Cloud failure prediction based on traditional machine learning and deep learning

• Published in: Journal of Cloud Computing
• Main Author: Tengku Asmawi T.N.; Ismail A.; Shen J.
• Format: Article
• Language: English
• Published: Springer Science and Business Media Deutschland GmbH 2022
• Online Access: https://www.scopus.com/inward/record.uri?eid=2-s2.0-85138294341&doi=10.1186%2fs13677-022-00327-0&partnerID=40&md5=8b03d97afd11a7c8d13e5a904dee326b

Cloud failure is one of the critical issues since it can cost millions of dollars to cloud service providers, in addition to the loss of productivity suffered by industrial users. Fault tolerance management is the key approach to address this issue, and failure prediction is one of the techniques to prevent the occurrence of a failure.
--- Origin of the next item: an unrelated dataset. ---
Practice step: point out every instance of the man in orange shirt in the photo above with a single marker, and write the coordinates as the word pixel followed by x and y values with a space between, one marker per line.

One of the main challenges in performing failure prediction is to produce a highly accurate predictive model. Although some work on failure prediction models has been proposed, there is still a lack of a comprehensive evaluation of models based on different types of machine learning algorithms. Therefore, in this paper, we propose a comprehensive comparison and model evaluation for predictive models for job and task failure. These models are built and trained using five traditional machine learning algorithms and three variants of deep learning algorithms. We use a benchmark dataset, called Google Cloud Traces, for training and testing the models. We evaluated the performance of models using multiple metrics and determined their important features, as well as measured their scalability. Our analysis resulted in the following findings. Firstly, in the case of job failure prediction, we found that Extreme Gradient Boosting produces the best model where the disk space request and CPU request are the most important features that influence the prediction. Second, for task failure prediction, we found that Decision Tree and Random Forest produce the best models where the priority of the task is the most important feature for both models. Our scalability analysis has determined that the Logistic Regression model is the most scalable as compared to others. © 2022, The Author(s).